Texte intégral
N° RG 23/07204 - N° Portalis DBVX-V-B7H-PGL3
Nom du ressortissant :
[U] [O]
[O]
C/
MME LA PRÉFETE DU RHÔNE
COUR D'APPEL DE LYON
JURIDICTION DU PREMIER PRÉSIDENT
ORDONNANCE DU 22 SEPTEMBRE 2023
statuant en matière de Rétentions Administratives des Etrangers
Nous, Isabelle OUDOT, conseiller à la cour d'appel de Lyon, déléguée par ordonnance de madame la première présidente de ladite Cour en date du 31 Août 2023 pour statuer sur les procédures ouvertes en application des articles L.342-7, L. 342-12, L. 743-11 et L. 743-21 du code d'entrée et de séjour des étrangers en France et du droit d'asile,
Assistée de Céline DESPLANCHES, greffier,
En l'absence du ministère public,
En audience publique du 22 Septembre 2023 dans la procédure suivie entre :
APPELANT :
M. [U] [O]
né le 13 Octobre 1973 à [Localité 2] (ALGÉRIE)
de nationalité Algérienne
Actuellement retenu au centre de rétention administrative de [1]

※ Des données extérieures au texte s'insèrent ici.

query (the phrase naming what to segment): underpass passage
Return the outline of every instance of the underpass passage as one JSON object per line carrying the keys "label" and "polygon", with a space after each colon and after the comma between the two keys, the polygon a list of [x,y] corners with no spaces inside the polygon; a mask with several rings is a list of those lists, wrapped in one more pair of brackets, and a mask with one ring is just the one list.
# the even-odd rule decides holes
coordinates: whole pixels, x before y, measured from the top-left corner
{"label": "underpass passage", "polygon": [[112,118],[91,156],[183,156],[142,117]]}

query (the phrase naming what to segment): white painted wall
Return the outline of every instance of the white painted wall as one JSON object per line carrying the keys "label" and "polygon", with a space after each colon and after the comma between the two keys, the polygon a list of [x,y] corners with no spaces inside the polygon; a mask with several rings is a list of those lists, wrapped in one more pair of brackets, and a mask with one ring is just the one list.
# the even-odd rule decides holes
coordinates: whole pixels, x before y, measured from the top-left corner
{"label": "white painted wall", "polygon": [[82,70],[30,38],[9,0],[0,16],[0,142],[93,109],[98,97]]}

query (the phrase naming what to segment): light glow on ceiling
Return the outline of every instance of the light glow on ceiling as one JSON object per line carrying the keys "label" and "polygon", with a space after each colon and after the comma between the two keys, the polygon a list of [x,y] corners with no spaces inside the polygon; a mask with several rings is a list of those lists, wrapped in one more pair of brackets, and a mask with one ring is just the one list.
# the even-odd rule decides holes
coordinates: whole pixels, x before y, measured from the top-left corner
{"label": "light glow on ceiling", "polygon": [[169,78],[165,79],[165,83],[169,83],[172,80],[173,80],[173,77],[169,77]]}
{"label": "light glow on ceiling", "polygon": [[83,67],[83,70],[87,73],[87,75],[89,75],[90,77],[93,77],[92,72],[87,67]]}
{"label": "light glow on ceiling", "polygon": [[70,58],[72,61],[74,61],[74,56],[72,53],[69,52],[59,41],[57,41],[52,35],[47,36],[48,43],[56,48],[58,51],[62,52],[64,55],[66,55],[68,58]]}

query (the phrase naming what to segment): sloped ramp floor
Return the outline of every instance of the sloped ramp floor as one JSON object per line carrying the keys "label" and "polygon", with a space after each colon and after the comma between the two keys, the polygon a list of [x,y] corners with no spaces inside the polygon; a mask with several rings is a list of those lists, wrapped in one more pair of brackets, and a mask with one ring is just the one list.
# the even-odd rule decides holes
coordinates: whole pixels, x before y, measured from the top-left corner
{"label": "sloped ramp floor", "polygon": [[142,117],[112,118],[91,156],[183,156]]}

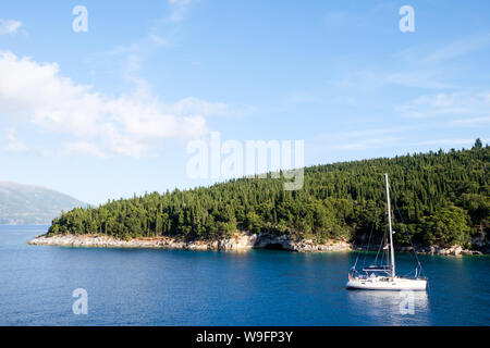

comparant assisté de Maître Sandrine RODRIGUES, avocat au barreau de LYON, commis d'office
ET
INTIME :
MME LA PRÉFETE DU RHONE
représenté par Me Morgane MORISSON-CARDINAUD pour les intérêts de la SELARL SERFATY VENUTTI CAMACHO & CORDIER, avocats au barreau d'AIN
Avons mis l'affaire en délibéré au 22 Septembre 2023 à 15h00 et à cette date et heure prononcé l'ordonnance dont la teneur suit :
FAITS ET PROCÉDURE
Par décision du 22 juillet 2023, l'autorité administrative a ordonné le placement de [U] [O] en rétention dans les locaux ne relevant pas de l'administration pénitentiaire pour permettre l'exécution de l'arrêté ministériel d'expulsion pris le 16 novembre 2020 et notifié le 24 novembre 2020.
Par ordonnances des 25 juillet 2023 confirmée en appel le 27 juillet 2023 et par ordonnance du 21 août 2023 confirmée en appel le 22 août 2023, le juge des libertés et de la détention a prolongé la rétention administrative de [U] [O] pour des durées de vingt-huit et trente jours.
Suivant requête du 19 septembre 2023, la préfète du Rhône a saisi le juge des libertés et de la détention du tribunal judiciaire de Lyon aux fins de voir ordonner une nouvelle prolongation exceptionnelle de la rétention pour une durée de quinze jours.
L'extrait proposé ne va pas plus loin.